A dozen Virginia outdoor organizations and businesses have released a letter supporting climate change rules by the Environmental Protection Agency.

The groups, led by the National Wildlife Federation and Trout Unlimited, cite damage already happening to moose and migratory bird hunting – and a frightening decline in Virginia's native cold-water brook trout.

"We're in the field constantly evaluating habitat conditions,” says John Gale, national sportsmen campaigns manager for the National Wildlife Federation. "As Mother Nature's bodyguards I think we feel really duty bound to raise the alarm when threats like climate change put our hunting and angling heritage at risk."

Gale says like many, hunting is a family tradition for him.

"I know that one day, when she's all grown up, I'm going to have to look my sweet little 5-year-old daughter in the eyes and tell her I took a stand when it mattered the most," he says.

The EPA is taking comments on a plan to reduce greenhouse gas emissions from existing power plants 20 percent by 2020.

According to the National Wildlife Federation, the outdoor industry is worth more than $13 billion dollars to Virginia – and nationally, $90 billion.

The group says fishing alone is worth half a billion dollars a year to the state, but Rick Weiss, president of Roanoke Valley Trout Unlimited, says the fishing is threatened by a sharp decline in native brook trout.

He says global warming is driving the brookies out of Virginia's cold-water mountain streams.

"They're already gone from 35 percent of their original habitat, and a recent climate modeling study by the National Wildlife Federation estimated that the species is going to be completely gone by the middle of the century," he points out.

Critics say the power plant limits will be bad for the economy.
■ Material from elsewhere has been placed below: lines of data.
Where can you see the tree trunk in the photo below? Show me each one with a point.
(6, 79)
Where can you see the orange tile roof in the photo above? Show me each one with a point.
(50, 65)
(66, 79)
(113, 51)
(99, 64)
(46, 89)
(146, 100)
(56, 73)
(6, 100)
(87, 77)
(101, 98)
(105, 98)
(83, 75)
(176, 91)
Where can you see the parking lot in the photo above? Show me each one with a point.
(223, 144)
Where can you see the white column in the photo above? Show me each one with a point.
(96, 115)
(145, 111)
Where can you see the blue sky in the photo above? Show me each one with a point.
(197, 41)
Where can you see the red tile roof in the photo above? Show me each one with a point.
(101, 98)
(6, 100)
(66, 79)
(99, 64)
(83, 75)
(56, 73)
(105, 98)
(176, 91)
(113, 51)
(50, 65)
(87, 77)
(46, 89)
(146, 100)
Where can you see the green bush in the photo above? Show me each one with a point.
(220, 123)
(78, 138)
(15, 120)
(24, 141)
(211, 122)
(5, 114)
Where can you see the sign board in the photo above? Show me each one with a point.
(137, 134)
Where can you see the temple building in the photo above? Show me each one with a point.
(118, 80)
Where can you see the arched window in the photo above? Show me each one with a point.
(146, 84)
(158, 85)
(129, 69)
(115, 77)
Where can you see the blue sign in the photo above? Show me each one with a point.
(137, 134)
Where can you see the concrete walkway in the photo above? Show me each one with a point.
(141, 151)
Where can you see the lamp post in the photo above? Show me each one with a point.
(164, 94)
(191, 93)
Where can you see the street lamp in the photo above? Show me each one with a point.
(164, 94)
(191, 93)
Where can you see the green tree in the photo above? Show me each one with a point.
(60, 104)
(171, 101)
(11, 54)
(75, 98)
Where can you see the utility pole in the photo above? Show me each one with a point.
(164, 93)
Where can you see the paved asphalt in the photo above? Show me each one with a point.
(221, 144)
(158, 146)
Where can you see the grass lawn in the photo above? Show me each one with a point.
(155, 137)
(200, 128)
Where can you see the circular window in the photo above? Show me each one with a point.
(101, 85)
But the Wildlife Federation says such criticisms have typically been exaggerated.

Jay Chancellor, the NWF’s Virginia sportsmen outreach consultant, points out that the U.S. economy grew 200 percent between 1970 and 2006 – despite new clean air rules that came with the creation of the EPA.

"Since 1970, every dollar invested in compliance with the Clean Air Act has actually yielded four to eight dollars in economic benefit," he says.